In the last full week of February, front-month crude posted the largest weekly gain in 2 years in the New York market as turmoil in Libya shut in 850,000 b/d of crude production.

After oscillating around $100/bbl during the week, the April contract for benchmark US light, sweet crudes closed at $97.88/bbl Feb. 25 on the New York Mercantile Exchange, up 1% for the day and 9% for the week. In London, the April IPE contract for North Sea Brent crude continued its advance to $112.14/bbl.

“The Libyan crisis currently presents the most serious geopolitical risk to global oil supply in recent memory,” said analysts in the Houston office of Raymond James & Associates Inc. “The oil market is fearful not just of continued Libyan production disruptions but the risk of them spreading to Algeria and, in an ‘Armageddon scenario,’ the Arabian Peninsula.

The Organization of Petroleum Exporting Countries could cope with a total Libyan shutdown, and even a concurrent Algerian shutdown would be difficult but generally manageable, “albeit with much higher prices.” However, Raymond James analysts said, “There is simply no precedent for a Saudi-sized supply disruption, and to say that the oil market would go berserk in such a situation is an understatement. All in all, we wouldn't lose sleep over this extreme-case scenario, but it would seem that $100/bbl WTI (add $10 for Brent) is here to stay, courtesy of the Middle East.”

Refining outlook
Anuj Sharma, research analyst at Pritchard Capital Partners LLC, Houston, said, “Although Saudi Arabia has reiterated its commitment to put more supplies into the market, the challenge is that Libyan production is of sweeter grade than what could be replaced by the Saudi supplies; and the European refineries, which process low-sulfur Libyan crude, would most likely not be able to process higher-sulfur Saudi crude.” If Libyan oil exports are disrupted for an extended period, it could create a severe shortage of sweet crude in the global market.

Paul Sankey at Deutsche Bank Equity Research for North America, cautioned, “Don't make the mistake of thinking that Libya is bad for refining.” Global oil prices are not yet high enough to destroy demand, therefore, “refining trade can keep working, especially if one takes the view that the loss of Libyan barrels will tighten Atlantic Basin product markets,” he said.

Sankey said, “Libya has been a stable, long term, nearby source of light sweet crudes for European refiners, notably the Italians. Replacing those barrels with a somewhat heavier, sourer, and more distant Saudi supply will require more tankers, more time, and yield less transport fuels. That supports a bullish [US] Midcontinent and Gulf Coast refining stance. By contrast this is highly challenging to East Coast and northwest European refiners, using light sweet Brent priced grades.”

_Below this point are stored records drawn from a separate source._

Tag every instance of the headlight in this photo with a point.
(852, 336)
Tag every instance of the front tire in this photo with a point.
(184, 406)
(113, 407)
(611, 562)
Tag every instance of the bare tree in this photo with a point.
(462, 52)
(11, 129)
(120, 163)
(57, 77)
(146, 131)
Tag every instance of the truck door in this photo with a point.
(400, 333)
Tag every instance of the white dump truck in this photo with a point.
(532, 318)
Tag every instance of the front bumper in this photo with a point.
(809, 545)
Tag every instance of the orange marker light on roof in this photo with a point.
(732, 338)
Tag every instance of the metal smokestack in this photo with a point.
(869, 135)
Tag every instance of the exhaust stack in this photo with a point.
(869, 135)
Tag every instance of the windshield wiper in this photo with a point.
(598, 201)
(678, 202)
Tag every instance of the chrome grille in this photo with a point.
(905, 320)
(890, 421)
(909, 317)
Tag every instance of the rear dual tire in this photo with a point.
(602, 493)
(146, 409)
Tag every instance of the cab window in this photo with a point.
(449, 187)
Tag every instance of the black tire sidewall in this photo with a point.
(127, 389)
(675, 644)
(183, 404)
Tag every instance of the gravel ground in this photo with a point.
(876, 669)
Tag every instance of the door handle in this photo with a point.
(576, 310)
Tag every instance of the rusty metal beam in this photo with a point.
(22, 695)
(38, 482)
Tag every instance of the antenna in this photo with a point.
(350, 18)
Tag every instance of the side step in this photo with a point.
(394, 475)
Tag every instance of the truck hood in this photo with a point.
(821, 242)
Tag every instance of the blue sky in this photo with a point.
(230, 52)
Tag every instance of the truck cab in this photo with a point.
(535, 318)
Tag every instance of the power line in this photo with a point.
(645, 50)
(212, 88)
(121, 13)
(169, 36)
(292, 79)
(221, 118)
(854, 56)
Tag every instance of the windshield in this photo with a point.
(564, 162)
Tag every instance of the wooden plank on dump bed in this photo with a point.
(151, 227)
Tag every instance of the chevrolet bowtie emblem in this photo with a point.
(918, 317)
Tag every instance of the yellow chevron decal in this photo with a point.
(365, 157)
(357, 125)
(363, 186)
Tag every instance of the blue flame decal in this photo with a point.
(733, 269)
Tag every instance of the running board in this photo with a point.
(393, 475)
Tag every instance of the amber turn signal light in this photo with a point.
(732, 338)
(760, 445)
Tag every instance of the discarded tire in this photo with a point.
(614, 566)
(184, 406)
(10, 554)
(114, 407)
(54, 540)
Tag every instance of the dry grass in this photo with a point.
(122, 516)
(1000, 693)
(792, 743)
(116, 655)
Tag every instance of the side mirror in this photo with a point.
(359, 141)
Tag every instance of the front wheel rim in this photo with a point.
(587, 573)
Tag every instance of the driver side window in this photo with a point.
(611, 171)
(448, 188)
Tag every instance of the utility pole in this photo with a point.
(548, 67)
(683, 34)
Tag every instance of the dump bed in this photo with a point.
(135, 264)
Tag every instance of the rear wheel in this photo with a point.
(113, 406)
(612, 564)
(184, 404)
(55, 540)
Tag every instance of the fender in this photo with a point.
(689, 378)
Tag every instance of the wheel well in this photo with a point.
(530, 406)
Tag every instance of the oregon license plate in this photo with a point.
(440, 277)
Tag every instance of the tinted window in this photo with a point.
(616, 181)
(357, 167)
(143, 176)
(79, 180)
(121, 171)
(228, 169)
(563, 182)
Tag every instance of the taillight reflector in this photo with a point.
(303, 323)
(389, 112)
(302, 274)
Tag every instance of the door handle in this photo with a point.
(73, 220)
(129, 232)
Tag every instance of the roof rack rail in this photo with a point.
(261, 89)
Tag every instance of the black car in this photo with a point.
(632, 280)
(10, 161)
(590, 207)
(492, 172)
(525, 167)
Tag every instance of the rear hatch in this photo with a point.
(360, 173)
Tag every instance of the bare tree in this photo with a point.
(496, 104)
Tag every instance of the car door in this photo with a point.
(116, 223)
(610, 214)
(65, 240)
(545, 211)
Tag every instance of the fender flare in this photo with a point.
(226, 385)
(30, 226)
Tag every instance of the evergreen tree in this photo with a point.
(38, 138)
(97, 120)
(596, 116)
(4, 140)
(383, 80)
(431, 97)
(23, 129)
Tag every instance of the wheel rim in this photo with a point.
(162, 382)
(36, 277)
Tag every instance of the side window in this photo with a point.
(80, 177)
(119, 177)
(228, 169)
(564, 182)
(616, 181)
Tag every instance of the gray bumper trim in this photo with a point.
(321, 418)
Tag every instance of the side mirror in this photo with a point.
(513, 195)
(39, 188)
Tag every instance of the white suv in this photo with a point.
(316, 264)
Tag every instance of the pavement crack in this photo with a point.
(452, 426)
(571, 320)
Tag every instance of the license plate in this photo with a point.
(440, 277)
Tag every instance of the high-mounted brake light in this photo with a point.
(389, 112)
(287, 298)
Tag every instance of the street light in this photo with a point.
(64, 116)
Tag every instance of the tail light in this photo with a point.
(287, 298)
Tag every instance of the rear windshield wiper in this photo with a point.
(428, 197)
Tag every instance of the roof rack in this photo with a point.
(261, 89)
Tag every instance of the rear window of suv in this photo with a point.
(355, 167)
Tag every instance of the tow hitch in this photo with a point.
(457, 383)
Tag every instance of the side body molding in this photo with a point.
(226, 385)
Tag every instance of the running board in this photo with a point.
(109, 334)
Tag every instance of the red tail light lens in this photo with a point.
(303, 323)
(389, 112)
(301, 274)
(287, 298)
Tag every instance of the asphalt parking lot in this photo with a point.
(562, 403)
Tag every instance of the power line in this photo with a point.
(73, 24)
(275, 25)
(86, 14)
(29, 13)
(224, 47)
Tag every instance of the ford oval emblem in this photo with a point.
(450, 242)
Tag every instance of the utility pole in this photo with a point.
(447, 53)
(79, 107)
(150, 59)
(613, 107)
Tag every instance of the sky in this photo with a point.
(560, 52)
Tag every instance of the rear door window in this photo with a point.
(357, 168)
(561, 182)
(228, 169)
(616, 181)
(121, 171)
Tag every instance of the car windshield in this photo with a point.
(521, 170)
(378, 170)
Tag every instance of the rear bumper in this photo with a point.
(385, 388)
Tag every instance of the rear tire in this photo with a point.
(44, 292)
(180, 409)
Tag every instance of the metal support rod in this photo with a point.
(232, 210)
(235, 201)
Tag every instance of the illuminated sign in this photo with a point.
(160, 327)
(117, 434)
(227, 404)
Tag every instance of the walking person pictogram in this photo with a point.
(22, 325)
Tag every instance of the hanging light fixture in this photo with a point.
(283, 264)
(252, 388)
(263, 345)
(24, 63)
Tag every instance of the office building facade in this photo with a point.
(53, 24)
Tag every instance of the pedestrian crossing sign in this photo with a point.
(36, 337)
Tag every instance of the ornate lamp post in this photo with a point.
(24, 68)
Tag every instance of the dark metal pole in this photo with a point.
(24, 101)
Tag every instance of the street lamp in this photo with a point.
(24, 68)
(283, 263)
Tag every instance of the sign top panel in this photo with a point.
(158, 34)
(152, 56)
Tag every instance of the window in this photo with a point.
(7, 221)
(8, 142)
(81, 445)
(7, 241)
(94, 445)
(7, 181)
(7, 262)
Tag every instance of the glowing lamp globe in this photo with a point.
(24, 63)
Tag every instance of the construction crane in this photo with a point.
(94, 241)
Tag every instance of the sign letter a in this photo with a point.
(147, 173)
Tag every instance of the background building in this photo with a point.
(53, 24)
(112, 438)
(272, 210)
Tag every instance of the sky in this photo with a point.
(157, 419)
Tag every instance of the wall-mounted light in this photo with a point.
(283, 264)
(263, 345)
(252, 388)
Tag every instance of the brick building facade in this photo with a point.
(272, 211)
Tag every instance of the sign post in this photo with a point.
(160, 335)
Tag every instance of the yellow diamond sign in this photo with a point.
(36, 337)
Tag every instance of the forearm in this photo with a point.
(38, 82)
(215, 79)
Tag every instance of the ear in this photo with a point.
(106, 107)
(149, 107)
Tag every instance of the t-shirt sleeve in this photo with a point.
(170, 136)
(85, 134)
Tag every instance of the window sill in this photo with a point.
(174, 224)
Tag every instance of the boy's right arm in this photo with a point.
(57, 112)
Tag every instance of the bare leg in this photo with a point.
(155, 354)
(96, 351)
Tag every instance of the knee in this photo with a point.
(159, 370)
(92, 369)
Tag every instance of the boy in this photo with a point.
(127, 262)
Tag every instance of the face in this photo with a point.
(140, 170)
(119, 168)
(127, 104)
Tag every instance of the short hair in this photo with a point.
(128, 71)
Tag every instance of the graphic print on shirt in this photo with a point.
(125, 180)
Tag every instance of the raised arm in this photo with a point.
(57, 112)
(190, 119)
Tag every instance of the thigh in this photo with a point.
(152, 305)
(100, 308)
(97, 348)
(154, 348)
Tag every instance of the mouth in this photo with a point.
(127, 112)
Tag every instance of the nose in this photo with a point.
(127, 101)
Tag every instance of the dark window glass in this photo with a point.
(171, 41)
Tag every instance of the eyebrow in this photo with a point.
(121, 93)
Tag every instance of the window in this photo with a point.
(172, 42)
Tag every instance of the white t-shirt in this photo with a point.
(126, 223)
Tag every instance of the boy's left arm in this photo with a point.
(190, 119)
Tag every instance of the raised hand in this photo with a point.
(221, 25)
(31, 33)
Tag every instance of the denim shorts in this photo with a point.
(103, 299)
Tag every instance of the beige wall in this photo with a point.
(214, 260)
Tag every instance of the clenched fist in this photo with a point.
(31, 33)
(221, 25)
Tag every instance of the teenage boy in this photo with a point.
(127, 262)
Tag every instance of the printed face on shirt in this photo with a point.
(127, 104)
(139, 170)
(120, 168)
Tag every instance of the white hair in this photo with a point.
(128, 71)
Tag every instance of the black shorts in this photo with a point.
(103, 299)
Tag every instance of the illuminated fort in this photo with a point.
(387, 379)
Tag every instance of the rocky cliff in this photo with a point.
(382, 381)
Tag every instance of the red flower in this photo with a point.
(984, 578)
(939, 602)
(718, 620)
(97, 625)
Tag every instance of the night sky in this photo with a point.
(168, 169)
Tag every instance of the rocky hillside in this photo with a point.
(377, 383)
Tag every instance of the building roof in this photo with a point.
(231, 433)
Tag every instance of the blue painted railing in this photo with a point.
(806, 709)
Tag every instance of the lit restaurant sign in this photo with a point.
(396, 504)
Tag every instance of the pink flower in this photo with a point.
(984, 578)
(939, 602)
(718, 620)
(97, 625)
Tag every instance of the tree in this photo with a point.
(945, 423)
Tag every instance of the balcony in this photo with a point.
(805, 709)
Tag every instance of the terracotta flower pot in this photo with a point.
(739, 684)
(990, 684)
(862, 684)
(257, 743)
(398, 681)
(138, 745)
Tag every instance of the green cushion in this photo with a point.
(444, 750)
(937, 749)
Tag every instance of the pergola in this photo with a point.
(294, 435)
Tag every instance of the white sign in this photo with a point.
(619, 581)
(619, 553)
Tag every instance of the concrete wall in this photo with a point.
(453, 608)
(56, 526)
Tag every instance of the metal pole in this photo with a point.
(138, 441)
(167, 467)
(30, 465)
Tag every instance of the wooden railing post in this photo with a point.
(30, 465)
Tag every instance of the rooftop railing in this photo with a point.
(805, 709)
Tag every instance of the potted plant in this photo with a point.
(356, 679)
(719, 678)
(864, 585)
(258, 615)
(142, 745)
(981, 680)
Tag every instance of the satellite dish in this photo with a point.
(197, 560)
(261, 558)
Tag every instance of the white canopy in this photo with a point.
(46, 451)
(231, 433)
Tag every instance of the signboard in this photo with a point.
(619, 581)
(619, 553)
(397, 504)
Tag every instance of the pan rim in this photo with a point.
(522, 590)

Despite increased export petroleum products, US stocks remain at multiyear highs. “There is not enough internal demand for the US refining sector and moving to a model of net exporter of products has not managed to reduce the domestic stock levels,” said Olivier Jakob at Petromatrix, Zug, Switzerland.

On a yield basis, the US is running 2.2 million b/d for distillate exports and 1.1 million b/d for gasoline exports. If US refining focused on domestic rather than international markets, Jakob said, “It could be running with at least 1.1 million b/d less crude oil in its refining system. The US imports 1.1 million b/d of crude from Saudi Arabia.” If US refineries focused on the domestic market instead of exporting products, he said, “The US could cut totally its imports of crude oil from Saudi Arabia and not face any domestic supply shortages. The dependency of the US on oil from the Middle East is therefore much lower than suggested by the crude oil import numbers, given that a large portion of crude oil imported in the US is being processed for the export of products, not for the domestic market.”